Two articles on Dell’s supply chain.
Living in Dell Time by Joshua Lutz:
The aftershocks of the port closings reverberated for weeks. Many companies began to question the wisdom of running so lean in an uncertain world, and demand for warehouse space soared as they piled up buffer inventory to insure against labor unrest, natural disasters, and terrorist attacks. But for Dell, the episode only reinforced the value of living on the knife’s edge.
Inventory Decisions in Dell’s Supply Chain [the broken link was removed] by Roman Kapuscinski, Rachel Q. Zhang, Paul Carbonneau, Robert Moore and Bill Reeves:
Many components lose 0.5 to 2.0 percent of their value per week, and a supply chain packed with yesterday’s technology is nearly worthless.

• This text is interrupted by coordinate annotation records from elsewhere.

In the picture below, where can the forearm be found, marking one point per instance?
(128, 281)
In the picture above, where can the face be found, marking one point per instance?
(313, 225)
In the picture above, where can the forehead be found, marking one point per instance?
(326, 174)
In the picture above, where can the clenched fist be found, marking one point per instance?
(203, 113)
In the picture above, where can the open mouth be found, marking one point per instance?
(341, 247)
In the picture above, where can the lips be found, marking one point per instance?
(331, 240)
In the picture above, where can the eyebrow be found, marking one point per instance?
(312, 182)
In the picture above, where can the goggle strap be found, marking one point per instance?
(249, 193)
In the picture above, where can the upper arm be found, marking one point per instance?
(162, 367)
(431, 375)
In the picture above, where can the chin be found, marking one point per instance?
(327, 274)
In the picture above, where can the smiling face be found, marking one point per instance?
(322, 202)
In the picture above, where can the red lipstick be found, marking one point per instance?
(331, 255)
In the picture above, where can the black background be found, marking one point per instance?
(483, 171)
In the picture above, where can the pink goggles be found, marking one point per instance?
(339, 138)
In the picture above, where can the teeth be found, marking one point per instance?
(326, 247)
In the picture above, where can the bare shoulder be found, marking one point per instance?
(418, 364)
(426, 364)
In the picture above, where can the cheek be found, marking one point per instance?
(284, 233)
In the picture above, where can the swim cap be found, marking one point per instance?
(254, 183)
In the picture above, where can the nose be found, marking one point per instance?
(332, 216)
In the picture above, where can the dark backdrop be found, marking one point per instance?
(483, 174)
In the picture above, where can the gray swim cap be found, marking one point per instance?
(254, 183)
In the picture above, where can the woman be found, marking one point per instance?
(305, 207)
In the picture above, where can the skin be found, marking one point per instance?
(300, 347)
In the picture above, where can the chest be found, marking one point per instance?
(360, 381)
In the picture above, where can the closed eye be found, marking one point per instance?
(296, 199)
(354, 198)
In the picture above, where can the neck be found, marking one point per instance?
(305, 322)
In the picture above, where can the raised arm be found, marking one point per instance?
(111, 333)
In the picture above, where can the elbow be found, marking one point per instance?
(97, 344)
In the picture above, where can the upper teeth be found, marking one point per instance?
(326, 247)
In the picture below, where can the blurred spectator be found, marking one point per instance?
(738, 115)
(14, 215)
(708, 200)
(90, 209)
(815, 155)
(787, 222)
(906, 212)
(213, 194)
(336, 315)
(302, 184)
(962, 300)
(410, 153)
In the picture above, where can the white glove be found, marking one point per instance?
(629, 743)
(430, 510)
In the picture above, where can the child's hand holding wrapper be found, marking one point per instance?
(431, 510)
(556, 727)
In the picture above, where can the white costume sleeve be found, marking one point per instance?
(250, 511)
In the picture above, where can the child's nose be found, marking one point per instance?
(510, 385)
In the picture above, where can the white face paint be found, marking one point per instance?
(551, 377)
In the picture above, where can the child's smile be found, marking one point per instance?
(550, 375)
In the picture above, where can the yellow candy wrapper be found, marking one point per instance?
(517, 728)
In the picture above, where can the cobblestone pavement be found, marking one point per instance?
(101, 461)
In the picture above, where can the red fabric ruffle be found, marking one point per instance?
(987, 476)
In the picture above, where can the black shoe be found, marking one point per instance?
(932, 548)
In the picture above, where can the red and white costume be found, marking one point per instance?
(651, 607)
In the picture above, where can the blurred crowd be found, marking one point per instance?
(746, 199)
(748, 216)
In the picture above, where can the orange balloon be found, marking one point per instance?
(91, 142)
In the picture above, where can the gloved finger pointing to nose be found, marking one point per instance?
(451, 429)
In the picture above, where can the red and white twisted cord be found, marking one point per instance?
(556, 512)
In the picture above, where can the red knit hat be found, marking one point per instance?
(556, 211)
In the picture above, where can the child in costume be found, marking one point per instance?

With its direct sales, however, Dell carries very little inventory: the whole organization concentrates on speeding components and products through its supply chain. Dell delivers new products to market faster than its competitors and does not have to sell old products at a discount, because it has none.
Dell’s stock has been taking a beating recently, but I remain positive on the second to worst performer 10 stocks for 10 years post. Just over 6 months since the post Google leads the pack up 77% (Toyota is next up 27%) while Pfizer and Dell are down 19% and 17% respectively (the only other decliner is Cisco down .5%).